Préservé presque miraculeusement jusqu’à la fin du XXe siècle dans de nombreuses régions ethnographiques de Roumanie en tant que vêtement de fête et de cérémonie, le costume folklorique traditionnel est encore aujourd’hui un moyen important d’affirmer l’individu dans la communauté et de consacrer son identité culturelle. Comparable à un document de chancellerie, écrit avec une belle calligraphie, le costume folklorique roumain est un élément de témoignage visuel perfectionné par la main des villageoises, non seulement pour protéger leur corps des vicissitudes du climat, mais aussi pour communiquer aux gens des informations sur l’identité du porteur des vêtements, son origine, son âge, son appartenance ethnique et son statut civil.

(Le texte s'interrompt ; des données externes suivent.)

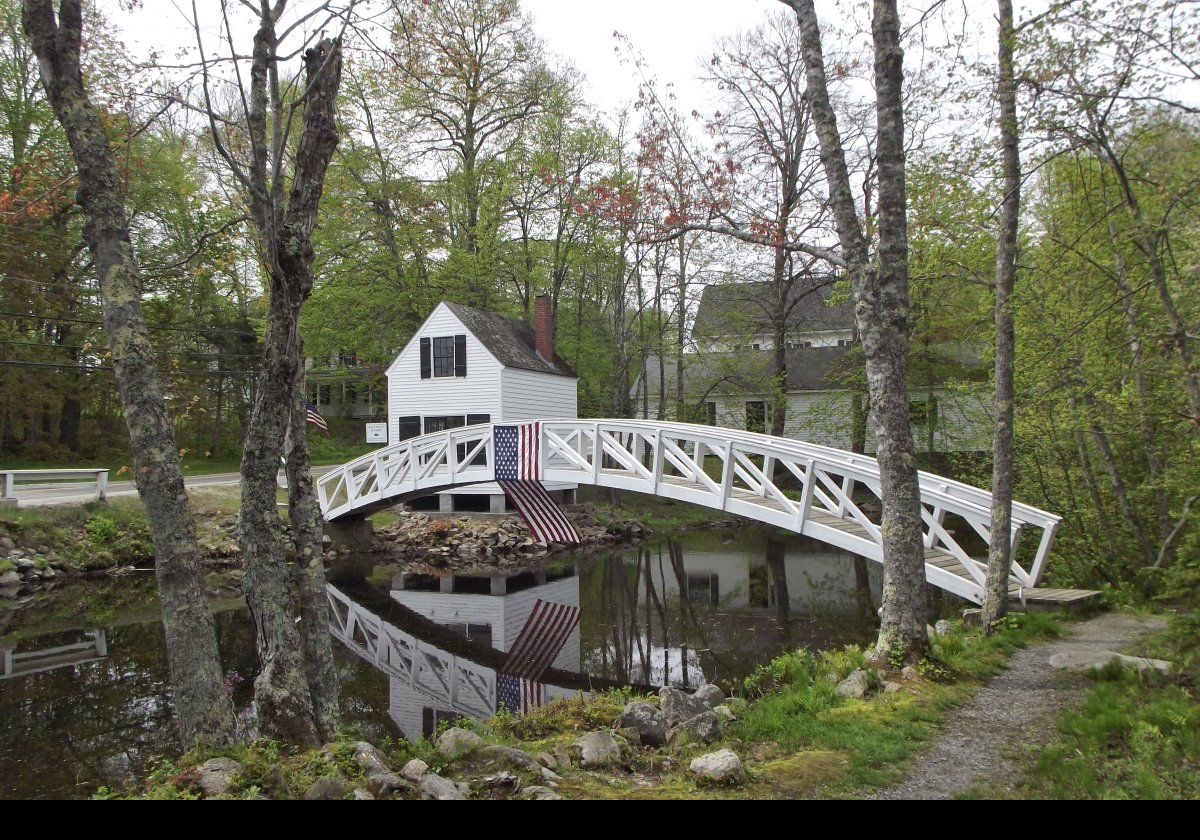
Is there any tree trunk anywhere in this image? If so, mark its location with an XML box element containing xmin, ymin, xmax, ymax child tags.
<box><xmin>782</xmin><ymin>0</ymin><xmax>926</xmax><ymax>661</ymax></box>
<box><xmin>23</xmin><ymin>0</ymin><xmax>234</xmax><ymax>745</ymax></box>
<box><xmin>982</xmin><ymin>0</ymin><xmax>1021</xmax><ymax>632</ymax></box>
<box><xmin>234</xmin><ymin>29</ymin><xmax>342</xmax><ymax>744</ymax></box>
<box><xmin>287</xmin><ymin>376</ymin><xmax>341</xmax><ymax>740</ymax></box>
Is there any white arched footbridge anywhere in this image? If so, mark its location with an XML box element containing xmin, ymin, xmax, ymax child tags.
<box><xmin>317</xmin><ymin>420</ymin><xmax>1093</xmax><ymax>604</ymax></box>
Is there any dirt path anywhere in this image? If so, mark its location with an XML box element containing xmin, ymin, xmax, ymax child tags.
<box><xmin>870</xmin><ymin>613</ymin><xmax>1158</xmax><ymax>799</ymax></box>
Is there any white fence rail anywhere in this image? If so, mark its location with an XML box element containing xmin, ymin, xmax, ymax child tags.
<box><xmin>317</xmin><ymin>420</ymin><xmax>1061</xmax><ymax>604</ymax></box>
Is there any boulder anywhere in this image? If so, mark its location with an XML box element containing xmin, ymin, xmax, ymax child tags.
<box><xmin>1050</xmin><ymin>650</ymin><xmax>1171</xmax><ymax>677</ymax></box>
<box><xmin>838</xmin><ymin>668</ymin><xmax>871</xmax><ymax>700</ymax></box>
<box><xmin>479</xmin><ymin>744</ymin><xmax>541</xmax><ymax>773</ymax></box>
<box><xmin>400</xmin><ymin>758</ymin><xmax>430</xmax><ymax>784</ymax></box>
<box><xmin>416</xmin><ymin>773</ymin><xmax>467</xmax><ymax>800</ymax></box>
<box><xmin>713</xmin><ymin>704</ymin><xmax>738</xmax><ymax>726</ymax></box>
<box><xmin>300</xmin><ymin>775</ymin><xmax>350</xmax><ymax>802</ymax></box>
<box><xmin>691</xmin><ymin>683</ymin><xmax>725</xmax><ymax>706</ymax></box>
<box><xmin>617</xmin><ymin>700</ymin><xmax>671</xmax><ymax>746</ymax></box>
<box><xmin>438</xmin><ymin>726</ymin><xmax>484</xmax><ymax>761</ymax></box>
<box><xmin>659</xmin><ymin>685</ymin><xmax>713</xmax><ymax>726</ymax></box>
<box><xmin>688</xmin><ymin>749</ymin><xmax>746</xmax><ymax>785</ymax></box>
<box><xmin>521</xmin><ymin>785</ymin><xmax>563</xmax><ymax>799</ymax></box>
<box><xmin>570</xmin><ymin>732</ymin><xmax>620</xmax><ymax>768</ymax></box>
<box><xmin>667</xmin><ymin>709</ymin><xmax>721</xmax><ymax>744</ymax></box>
<box><xmin>354</xmin><ymin>740</ymin><xmax>410</xmax><ymax>797</ymax></box>
<box><xmin>484</xmin><ymin>770</ymin><xmax>521</xmax><ymax>799</ymax></box>
<box><xmin>196</xmin><ymin>757</ymin><xmax>244</xmax><ymax>797</ymax></box>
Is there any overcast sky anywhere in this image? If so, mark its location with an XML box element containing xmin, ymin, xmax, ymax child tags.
<box><xmin>110</xmin><ymin>0</ymin><xmax>796</xmax><ymax>113</ymax></box>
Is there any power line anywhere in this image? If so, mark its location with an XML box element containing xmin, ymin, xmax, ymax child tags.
<box><xmin>0</xmin><ymin>359</ymin><xmax>258</xmax><ymax>377</ymax></box>
<box><xmin>0</xmin><ymin>311</ymin><xmax>258</xmax><ymax>338</ymax></box>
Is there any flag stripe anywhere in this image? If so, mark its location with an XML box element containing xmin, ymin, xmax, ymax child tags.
<box><xmin>500</xmin><ymin>599</ymin><xmax>580</xmax><ymax>680</ymax></box>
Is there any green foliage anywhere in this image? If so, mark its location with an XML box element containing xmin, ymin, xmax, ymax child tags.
<box><xmin>1019</xmin><ymin>665</ymin><xmax>1200</xmax><ymax>799</ymax></box>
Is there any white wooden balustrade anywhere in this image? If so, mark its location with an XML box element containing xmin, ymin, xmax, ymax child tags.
<box><xmin>317</xmin><ymin>420</ymin><xmax>1061</xmax><ymax>604</ymax></box>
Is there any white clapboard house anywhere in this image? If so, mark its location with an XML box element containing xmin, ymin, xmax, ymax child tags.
<box><xmin>386</xmin><ymin>295</ymin><xmax>578</xmax><ymax>514</ymax></box>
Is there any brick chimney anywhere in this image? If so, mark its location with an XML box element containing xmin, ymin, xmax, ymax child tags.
<box><xmin>533</xmin><ymin>294</ymin><xmax>554</xmax><ymax>367</ymax></box>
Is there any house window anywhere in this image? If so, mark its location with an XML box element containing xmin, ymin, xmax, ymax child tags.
<box><xmin>433</xmin><ymin>336</ymin><xmax>454</xmax><ymax>377</ymax></box>
<box><xmin>688</xmin><ymin>575</ymin><xmax>721</xmax><ymax>607</ymax></box>
<box><xmin>746</xmin><ymin>400</ymin><xmax>767</xmax><ymax>432</ymax></box>
<box><xmin>394</xmin><ymin>415</ymin><xmax>421</xmax><ymax>443</ymax></box>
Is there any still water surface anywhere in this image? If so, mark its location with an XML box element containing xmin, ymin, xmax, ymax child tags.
<box><xmin>0</xmin><ymin>528</ymin><xmax>881</xmax><ymax>798</ymax></box>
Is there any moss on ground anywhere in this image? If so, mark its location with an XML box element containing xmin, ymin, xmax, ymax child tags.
<box><xmin>117</xmin><ymin>614</ymin><xmax>1060</xmax><ymax>799</ymax></box>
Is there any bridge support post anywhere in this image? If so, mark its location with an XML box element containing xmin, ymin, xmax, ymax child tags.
<box><xmin>325</xmin><ymin>517</ymin><xmax>374</xmax><ymax>548</ymax></box>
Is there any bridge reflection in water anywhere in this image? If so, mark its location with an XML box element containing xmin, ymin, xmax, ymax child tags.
<box><xmin>329</xmin><ymin>535</ymin><xmax>881</xmax><ymax>739</ymax></box>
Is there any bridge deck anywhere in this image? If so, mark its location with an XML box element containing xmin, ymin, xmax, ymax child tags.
<box><xmin>317</xmin><ymin>420</ymin><xmax>1070</xmax><ymax>606</ymax></box>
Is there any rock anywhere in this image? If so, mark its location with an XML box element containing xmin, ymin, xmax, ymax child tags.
<box><xmin>659</xmin><ymin>685</ymin><xmax>713</xmax><ymax>726</ymax></box>
<box><xmin>667</xmin><ymin>709</ymin><xmax>721</xmax><ymax>744</ymax></box>
<box><xmin>354</xmin><ymin>740</ymin><xmax>410</xmax><ymax>797</ymax></box>
<box><xmin>263</xmin><ymin>764</ymin><xmax>292</xmax><ymax>799</ymax></box>
<box><xmin>300</xmin><ymin>775</ymin><xmax>350</xmax><ymax>802</ymax></box>
<box><xmin>713</xmin><ymin>704</ymin><xmax>738</xmax><ymax>725</ymax></box>
<box><xmin>612</xmin><ymin>726</ymin><xmax>642</xmax><ymax>746</ymax></box>
<box><xmin>196</xmin><ymin>757</ymin><xmax>244</xmax><ymax>797</ymax></box>
<box><xmin>438</xmin><ymin>726</ymin><xmax>484</xmax><ymax>761</ymax></box>
<box><xmin>1050</xmin><ymin>650</ymin><xmax>1171</xmax><ymax>676</ymax></box>
<box><xmin>838</xmin><ymin>668</ymin><xmax>871</xmax><ymax>700</ymax></box>
<box><xmin>688</xmin><ymin>749</ymin><xmax>746</xmax><ymax>785</ymax></box>
<box><xmin>570</xmin><ymin>732</ymin><xmax>620</xmax><ymax>768</ymax></box>
<box><xmin>484</xmin><ymin>770</ymin><xmax>521</xmax><ymax>799</ymax></box>
<box><xmin>691</xmin><ymin>683</ymin><xmax>725</xmax><ymax>706</ymax></box>
<box><xmin>400</xmin><ymin>758</ymin><xmax>430</xmax><ymax>784</ymax></box>
<box><xmin>416</xmin><ymin>773</ymin><xmax>467</xmax><ymax>800</ymax></box>
<box><xmin>521</xmin><ymin>785</ymin><xmax>563</xmax><ymax>799</ymax></box>
<box><xmin>480</xmin><ymin>744</ymin><xmax>541</xmax><ymax>773</ymax></box>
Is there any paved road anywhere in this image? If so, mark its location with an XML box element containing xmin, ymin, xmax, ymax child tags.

Les regardant d’un œil attentif, chaque fois que nous les découvrons dans les coffres vestimentaires des grands-parents, dans les musées d’ethnographie et d’art populaire ou dans les expositions, les costumes folkloriques retiennent notre attention, nous invitant à un dialogue visuel. Pour qui connaît le langage de ses formes plastiques-décoratives, le costume populaire a la capacité de communiquer de multiples catégories de messages, d’éveiller la curiosité et la mémoire du spectateur. Facilement compris jadis par les habitants des villages traditionnels, ces messages sont aujourd’hui de plus en plus difficiles à appréhender. La clé pour les déchiffrer correctement réside dans le système complexe de croyances et de symboles encodés depuis des générations dans les dessins, les compositions, les motifs et les couleurs du costume folklorique. De ce point de vue, chaque pièce du costume traditionnel a son histoire spécifique, dans laquelle d’innombrables paraboles de sagesse et d’expérience humaine ont été stockées.

Caractérisé par une grande unité morphologique – matériaux, confection, catégories de pièces – le costume roumain diffère cependant par des aspects décoratifs et chromatiques d’une région ethnographique à l’autre. Sa grande variété dans les différentes régions, parfois à l’intérieur d’une même unité territoriale, est le résultat des variations qui sont nées, d’une part, de la nécessité d’adapter les mêmes catégories de pièces aux conditions environnementales et climatiques et, d’autre part, des rigueurs coutumières/morales imposées par l’âge et l’état civil de ceux qui les portent.

Le besoin psychologique de chaque génération d’imposer son propre goût artistique et de répondre aux échos de certaines modes, qui avaient également atteint les zones rurales, ont été les principales raisons de la diversification des costumes folkloriques, en particulier des costumes féminins. Le désir d’exprimer sa personnalité et sa sensibilité, propres à l’époque historique dans laquelle on vivait, à travers ses vêtements, a généré dans les villages roumains une dialectique très étroite entre « ce que l’on doit » et « ce que l’on veut » porter. La relation entre le canon et la liberté a connu une dynamique particulière dans la plupart des régions, contribuant au développement du patrimoine ethnographique roumain. La coutume qui veut qu’au passage de chaque seuil existentiel – enfance, adolescence, mariage, mort – de nouvelles pièces de vêtement soient confectionnées, en particulier des chemises, pour être portées et affichées en signe d’âge, de genre/sexe, d’état civil, de prestige de la lignée et d’appartenance à la communauté, explique le grand nombre de costumes existant dans chaque famille roumaine. À ces coutumes s’ajoute la croyance selon laquelle, chaque année à Pâques, les jeunes filles à marier et les jeunes épouses devaient porter une nouvelle chemise ; un esprit qui renaît avec la Résurrection du Sauveur doit également recevoir un nouveau manteau pour son corps.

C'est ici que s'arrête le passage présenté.